The Sopranos Changed The Way Steve Buscemi Chooses Roles

Funnily enough, Steve Buscemi’s attitude towards violence reflects the main theme of “The Sopranos”. The show examines the effects that a criminal lifestyle has on the human psyche, and the actor was so affected by his own portrayal of violence that he chose to re-route his career. Buscemi might have felt like he didn’t fit into the world of “The Sopranos,” but there was no one who understood it more — besides perhaps Chase himself.

His character, like the actor himself, is trying to escape from his own kind of pigeonhole. Tony B. always expected to go into a life of crime, having grown up in the same mafioso environment as Tony Soprano and Christopher, but his time in prison made him want to go straight. Once he finds himself on the outside, he realizes that even when he tries to avoid violence, the violence seems to find him. Tony B.’s time in prison and his desire to reform was “the key” to understanding the character, Buscemi said on Talking Sopranos.

Unsurprisingly, the actor’s favorite scene as Tony B. has no bloodshed in it — although it is incredibly ruthless.

“One of my favorite scenes, we’re having steak dinner,” Buscemi recounted on the podcast. “Tony comes up just to see how we’re doing, takes us out to a steak dinner, and we fall into this pattern where we’re just goofing on Christopher, and it’s relentless.
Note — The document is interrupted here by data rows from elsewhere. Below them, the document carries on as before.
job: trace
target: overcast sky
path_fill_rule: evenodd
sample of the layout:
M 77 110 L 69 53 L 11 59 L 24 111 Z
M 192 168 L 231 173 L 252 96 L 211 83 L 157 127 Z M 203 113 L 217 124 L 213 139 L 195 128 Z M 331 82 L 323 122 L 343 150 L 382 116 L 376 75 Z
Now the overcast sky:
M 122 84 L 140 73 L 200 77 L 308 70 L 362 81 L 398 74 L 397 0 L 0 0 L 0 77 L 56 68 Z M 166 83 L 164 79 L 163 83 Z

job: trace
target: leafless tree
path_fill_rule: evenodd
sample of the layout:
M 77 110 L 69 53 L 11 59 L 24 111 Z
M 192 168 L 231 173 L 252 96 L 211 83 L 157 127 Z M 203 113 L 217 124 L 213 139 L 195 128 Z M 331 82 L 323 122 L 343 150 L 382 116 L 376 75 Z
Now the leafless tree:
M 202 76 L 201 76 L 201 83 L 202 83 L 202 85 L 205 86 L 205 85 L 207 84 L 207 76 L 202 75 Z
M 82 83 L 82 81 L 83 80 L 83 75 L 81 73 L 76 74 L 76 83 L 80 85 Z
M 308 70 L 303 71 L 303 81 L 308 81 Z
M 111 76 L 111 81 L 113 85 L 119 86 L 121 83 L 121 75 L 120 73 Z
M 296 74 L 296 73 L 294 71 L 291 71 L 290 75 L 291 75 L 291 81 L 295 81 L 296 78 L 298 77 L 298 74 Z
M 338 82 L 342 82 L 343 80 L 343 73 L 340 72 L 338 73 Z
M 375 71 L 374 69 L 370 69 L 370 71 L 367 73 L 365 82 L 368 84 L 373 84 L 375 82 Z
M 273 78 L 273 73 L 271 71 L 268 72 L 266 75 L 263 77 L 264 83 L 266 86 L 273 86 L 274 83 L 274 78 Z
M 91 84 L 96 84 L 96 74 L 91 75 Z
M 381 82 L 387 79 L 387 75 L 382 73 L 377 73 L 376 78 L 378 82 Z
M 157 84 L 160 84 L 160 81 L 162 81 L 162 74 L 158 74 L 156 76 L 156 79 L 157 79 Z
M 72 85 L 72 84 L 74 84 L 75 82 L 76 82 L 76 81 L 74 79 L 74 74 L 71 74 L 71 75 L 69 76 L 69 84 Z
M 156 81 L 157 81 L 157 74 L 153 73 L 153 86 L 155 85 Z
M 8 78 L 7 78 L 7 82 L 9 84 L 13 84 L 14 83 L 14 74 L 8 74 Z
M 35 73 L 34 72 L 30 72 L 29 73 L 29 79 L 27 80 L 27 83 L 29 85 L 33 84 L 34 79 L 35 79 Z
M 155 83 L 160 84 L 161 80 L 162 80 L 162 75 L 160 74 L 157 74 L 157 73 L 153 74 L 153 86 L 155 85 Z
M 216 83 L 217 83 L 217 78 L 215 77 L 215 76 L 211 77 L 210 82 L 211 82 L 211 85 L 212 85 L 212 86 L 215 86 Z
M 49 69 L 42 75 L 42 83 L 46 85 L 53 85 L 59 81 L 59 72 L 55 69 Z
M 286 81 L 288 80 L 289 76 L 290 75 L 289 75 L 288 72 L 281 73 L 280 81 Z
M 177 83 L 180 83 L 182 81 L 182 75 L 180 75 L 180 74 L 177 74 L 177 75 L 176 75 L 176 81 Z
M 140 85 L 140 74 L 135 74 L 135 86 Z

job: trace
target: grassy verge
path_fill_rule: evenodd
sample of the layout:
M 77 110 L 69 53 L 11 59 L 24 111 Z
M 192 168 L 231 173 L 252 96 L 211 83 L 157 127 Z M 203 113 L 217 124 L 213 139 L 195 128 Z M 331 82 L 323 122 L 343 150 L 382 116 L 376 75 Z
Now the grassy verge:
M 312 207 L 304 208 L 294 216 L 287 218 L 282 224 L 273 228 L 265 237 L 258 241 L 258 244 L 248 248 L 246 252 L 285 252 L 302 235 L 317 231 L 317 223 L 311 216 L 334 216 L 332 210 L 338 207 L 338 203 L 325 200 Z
It’s like they’re kids again.”

Tapping into childlike wonder has since taken precedence over gritty on-screen murder in Buscemi’s acting career, but who knows — maybe we’ll see the return of a villainous Nucky type one day, or maybe even a reformed ex-con type like Tony B. Only time will tell, but let’s be frank: Buscemi steals every scene he’s in, whether he’s a cold-blooded killer or a cartoon monster.